The word “hypocrite” comes from the Greek word “hupokrites,” meaning “the playing of a part on the stage; an actor.” It was a custom for Greek and Roman actors to use large masks, when acting, to disguise their true identity. Hence, hypocrisy became “the feigning of beliefs, feelings, or virtues that one does not hold or possess; insecurity” (American Heritage Dictionary).
The dictionary defines “dissimulate” as “to disguise under a feigned appearance.” The Greek word means “without hypocrisy, unfeigned.” It has become customary in our society to conceal our real feelings behind a hypocritical mask.
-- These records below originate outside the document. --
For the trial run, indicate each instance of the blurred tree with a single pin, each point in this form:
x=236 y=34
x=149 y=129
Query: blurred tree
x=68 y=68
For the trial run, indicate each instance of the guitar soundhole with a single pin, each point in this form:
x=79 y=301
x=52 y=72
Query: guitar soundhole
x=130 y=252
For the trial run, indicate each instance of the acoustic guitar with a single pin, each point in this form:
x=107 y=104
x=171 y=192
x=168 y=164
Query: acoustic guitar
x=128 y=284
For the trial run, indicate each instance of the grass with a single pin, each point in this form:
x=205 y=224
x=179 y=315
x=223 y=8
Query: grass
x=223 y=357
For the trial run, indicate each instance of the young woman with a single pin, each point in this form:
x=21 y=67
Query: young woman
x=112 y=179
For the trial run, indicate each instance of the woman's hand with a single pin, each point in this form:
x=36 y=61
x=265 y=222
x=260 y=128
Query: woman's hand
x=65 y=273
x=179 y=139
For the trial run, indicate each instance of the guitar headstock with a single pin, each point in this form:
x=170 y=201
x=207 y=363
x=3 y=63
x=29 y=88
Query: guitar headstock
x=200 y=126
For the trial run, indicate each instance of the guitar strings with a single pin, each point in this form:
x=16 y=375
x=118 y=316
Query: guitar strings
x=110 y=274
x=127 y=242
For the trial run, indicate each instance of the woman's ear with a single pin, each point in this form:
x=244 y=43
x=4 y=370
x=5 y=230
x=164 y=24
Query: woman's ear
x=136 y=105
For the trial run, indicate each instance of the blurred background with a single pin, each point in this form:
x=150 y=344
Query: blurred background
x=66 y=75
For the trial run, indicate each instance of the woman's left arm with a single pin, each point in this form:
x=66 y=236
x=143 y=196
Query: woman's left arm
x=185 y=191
Although we should be tactful and not purposely say things to offend people, there is a time and a place for speaking the truth, even if it isn’t popular.
In Leviticus 19:17, the Lord said, “Thou shalt not hate thy brother in thine heart: thou shalt in any wise rebuke thy neighbour, and not suffer sin upon him.” This verse is saying that if we fail to rebuke our brother when we see sin approaching, then we hate him. Many people have concealed their true feelings about evil under the pretense of, “I just love them too much to hurt their feelings.” The truth is, they just love themselves too much to run the risk of being rejected. That’s hypocrisy. Motives – not actions – are usually what makes a person a hypocrite. Let God’s love be your motivation today and everyday.